April 23 2014 Latest news:
Tuesday, December 17, 2013
Whatfield Primary near Hadleigh has been hailed as a good example of how small schools can work at their best.
Despite having only 37 students, the school received a “good” rating from Ofsted and was described by inspectors as a “small school with a can-do attitude”.
Whatfield is not part of a federation and headteacher Lynne Golding said school governors had voted to keep it that way.
She told the EADT: “Children are individuals and the benefit of having a small school is that we are able to treat them as such.
“Money and resources are a challenge but as a smaller school we can give kids opportunities that bigger schools are often unable to - and we can give them more time.
“We have to be very aware of numbers and as the whole of the financial structure seems to be changing this could put us in a predicament going forward.”
Parents and staff believe the school is essential to keeping the Whatfield community vibrant.
Ms Golding added: “If we had to federate to keep the school here then we would consider it, but as we are successful the way we are, the governors feel they would prefer for us to remain as an individual unit.”
Meanwhile, members of the Monks Eleigh community are fighting to keep their village primary school open.
The school, which has been part of a federation partnership with Boxford Primary since September 2011, was judged “inadequate” after Ofsted inspectors visited in July.

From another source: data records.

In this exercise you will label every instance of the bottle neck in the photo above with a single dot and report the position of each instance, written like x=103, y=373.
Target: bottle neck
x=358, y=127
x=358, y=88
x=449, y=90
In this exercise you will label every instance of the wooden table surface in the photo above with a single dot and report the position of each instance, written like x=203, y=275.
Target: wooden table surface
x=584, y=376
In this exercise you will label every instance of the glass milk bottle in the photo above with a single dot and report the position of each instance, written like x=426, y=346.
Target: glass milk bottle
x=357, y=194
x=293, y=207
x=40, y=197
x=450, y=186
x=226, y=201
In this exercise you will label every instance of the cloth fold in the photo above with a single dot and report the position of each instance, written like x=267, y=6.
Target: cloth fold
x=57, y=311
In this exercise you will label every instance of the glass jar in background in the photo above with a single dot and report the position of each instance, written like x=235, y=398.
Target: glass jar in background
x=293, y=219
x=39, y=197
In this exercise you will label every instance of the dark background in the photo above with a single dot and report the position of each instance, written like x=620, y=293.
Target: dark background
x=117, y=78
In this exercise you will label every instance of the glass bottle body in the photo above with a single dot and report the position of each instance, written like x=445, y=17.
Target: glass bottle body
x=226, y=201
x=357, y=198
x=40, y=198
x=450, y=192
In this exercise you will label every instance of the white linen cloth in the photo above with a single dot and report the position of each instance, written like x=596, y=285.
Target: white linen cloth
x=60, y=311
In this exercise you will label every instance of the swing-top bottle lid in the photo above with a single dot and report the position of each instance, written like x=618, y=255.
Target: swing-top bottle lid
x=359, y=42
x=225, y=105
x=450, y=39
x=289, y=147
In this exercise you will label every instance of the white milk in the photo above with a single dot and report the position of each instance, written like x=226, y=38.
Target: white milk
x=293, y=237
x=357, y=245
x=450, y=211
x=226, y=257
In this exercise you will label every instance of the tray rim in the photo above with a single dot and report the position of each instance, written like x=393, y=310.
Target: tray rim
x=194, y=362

Since the report was published, the number of students has dropped from 30 to just 15 and the county council has confirmed that closing the school is an option.
The partnership with Boxford is due to end at Christmas and a new headteacher, Karen Harmen, has been given a six-month contract to help raise the profile of Monks Eleigh Primary.
She said: “It’s been a difficult six months but the school is doing everything it can to attract more pupils and get things back on track.”
Former teacher and villager Barbara Sims believes closing the school would be the wrong decision, because it has great potential. She added: “Schools in Suffolk are already over subscribed so it doesn’t make any sense to close a school that is such a valuable part of the community. There is no reason why it shouldn’t flourish again with a bit of extra support.”